Но Пашенька не отставала от него, узнала, сколько ему нужно денег, и на другое утро привезла и отдала их ему…
— Откуда ты достала эти деньги? — спросил удивленный граф.
— Откуда? От тебя! Разве ты мало мне дарил?! Я все прятала… а теперь возьми их, они твои…
После этого Федор Иванович расчувствовался и женился на Пашеньке[150]. От этого брака у них было 12 человек детей, которые все, кроме двух дочерей, умерли в младенчестве. Довольно оригинально Американец Толстой расплачивался со своими старыми долгами: по мере того, как у него умирали дети, он вычеркивал из своего синодика по одному имени убитого им на дуэли человека и ставил сбоку слово «квит». Когда же у него умерла прелестная умная 12-тилетняя дочка, по счету одиннадцатая[151], он кинулся к своему синодику, вычеркнул из него последнее имя и облегченно вскрикнул: «Ну, слава тебе, Господи! Хоть мой курчавый цыганеночек будет жить!» Когда я видела у дедушки Андрея Андреевича в Царском Селе дядю моего Федора Ивановича, у него в Москве подрастала обожаемая им дочка Пашенька[152].
От теток моих из Петербурга часто приходили письма. Они писали, что холера страшно косит народ, но что они ее не боятся, едят ягоды, огурцы и что попало, и слава тебе, Господи, здоровы… Написали еще, что первою жертвою эпидемии сделался Василий Алексеевич Глинка: приехал из должности, покушал с аппетитом ботвиньи со льдом, и к ночи уж его не стало… Шестнадцатилетнюю вдовушку Катеньку сейчас же отвезли назад к отцу и матери, а за Василием Алексеевичем пришли с ног до головы засмоленные люди и в ту же ночь похоронили его на Смоленском холерном кладбище, а теперь ищут его могилы и до сих пор найти не могут… Писали еще, что папенькин друг, доктор Иван Семенович[153] Спасский, делает чудеса: поставил себе фонтанели[154] на обе руки и ноги и утверждает, что теперь он, без всякой опасности заразиться, может трогать голыми руками холерных больных… и лечит очень успешно.
К нам, в Царское, слава Богу, холера и не заглядывала… Но папенька все-таки держал нас на строгой диете и не дозволял нам проглотить ни одной землянички… И надо было покоряться нашей горькой участи.
В это же лето министр двора, князь Петр Михайлович Волконский, доставил мне большое удовольствие, прислав папеньке для нашего семейства билеты на хоры в церковь Большого дворца для того, чтобы мы могли видеть крестины великого князя Николая Николаевича.

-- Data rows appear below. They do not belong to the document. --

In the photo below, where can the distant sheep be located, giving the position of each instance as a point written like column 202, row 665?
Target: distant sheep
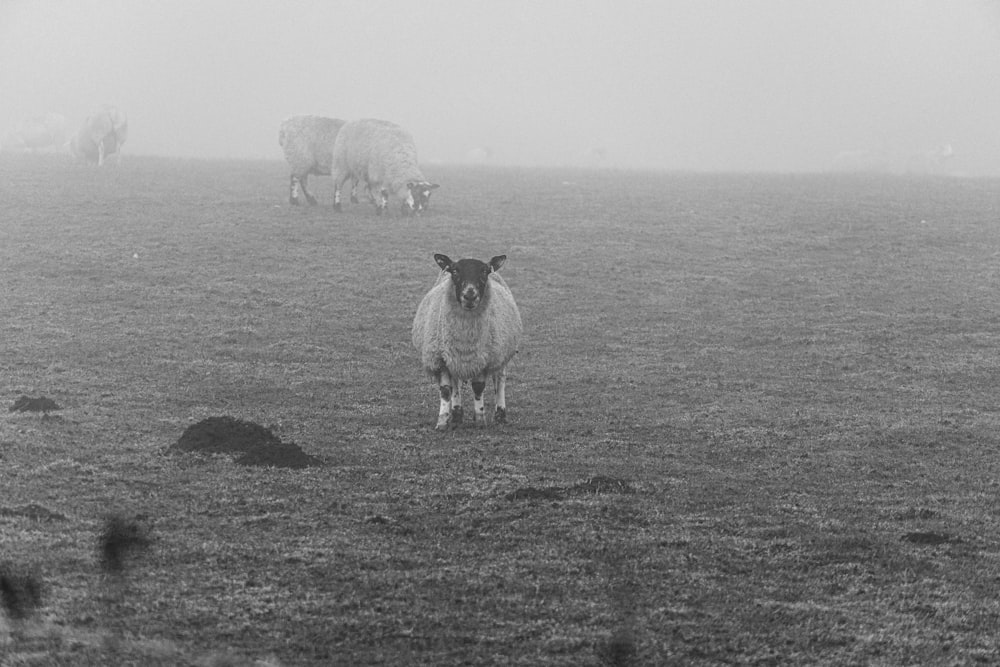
column 468, row 327
column 102, row 134
column 308, row 145
column 38, row 133
column 382, row 155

Маменька моя и сестра Лизанька были нездоровы, и потому папенька поехал со мною один. Всю эту великолепную церемонию я видела с хор прекрасно. Церковь была полна придворными дамами и кавалерами… Шествие крестин началось с того, что 4 камер-лакея в красных кафтанах внесли в церковь за зеленые ширмы маленькую кружевную корзиночку с новорожденным великим князем; за ним сам государь и великий князь Михаил Павлович почтительнейшим образом ввели под руки мать министра двора[155], князя Петра Михайловича Волконского, которая должна была во время крестин носить кругом купели младенца на золотой подушке. Ее тоже усадили за ширмы в кресло, и Николай Павлович удалился из церкви. Почти 90-летняя старушка княгиня Волконская была в полном парадном костюме, в лифе décolletée, manches courtes[156], с бриллиантами на голове. Надо было видеть ее грудь, ее руки, ее трясущуюся голову, на которой бриллиантовые колосья ходили ходуном… Все это было так страшно, что даже жалко было смотреть на старушку, а вместе с тем и трогательно было видеть ее желание не отставать от двора, продолжать состоять на службе и быть полезной обожаемым царям своим до последнего вздоха… Кажется, если б тогда, во внимание к ее летам, пожалели ее и не пригласили на эту церемонию, она бы кровно обиделась и захворала бы с горя!.. А тут она воображала, что делает все, что предписывает ей церемониал, и носила младенца на золотой подушке, под тяжелым парчовым одеялом… Правда, что за четыре угла подушки и под оба локтя старушку поддерживали какие-то генералы, но она не замечала этой помощи и, видимо, воображала, что сама носит на руках царского сына, гордо выступала и была счастлива вполне: она участвовала в царском торжестве, она исполняла свой долг…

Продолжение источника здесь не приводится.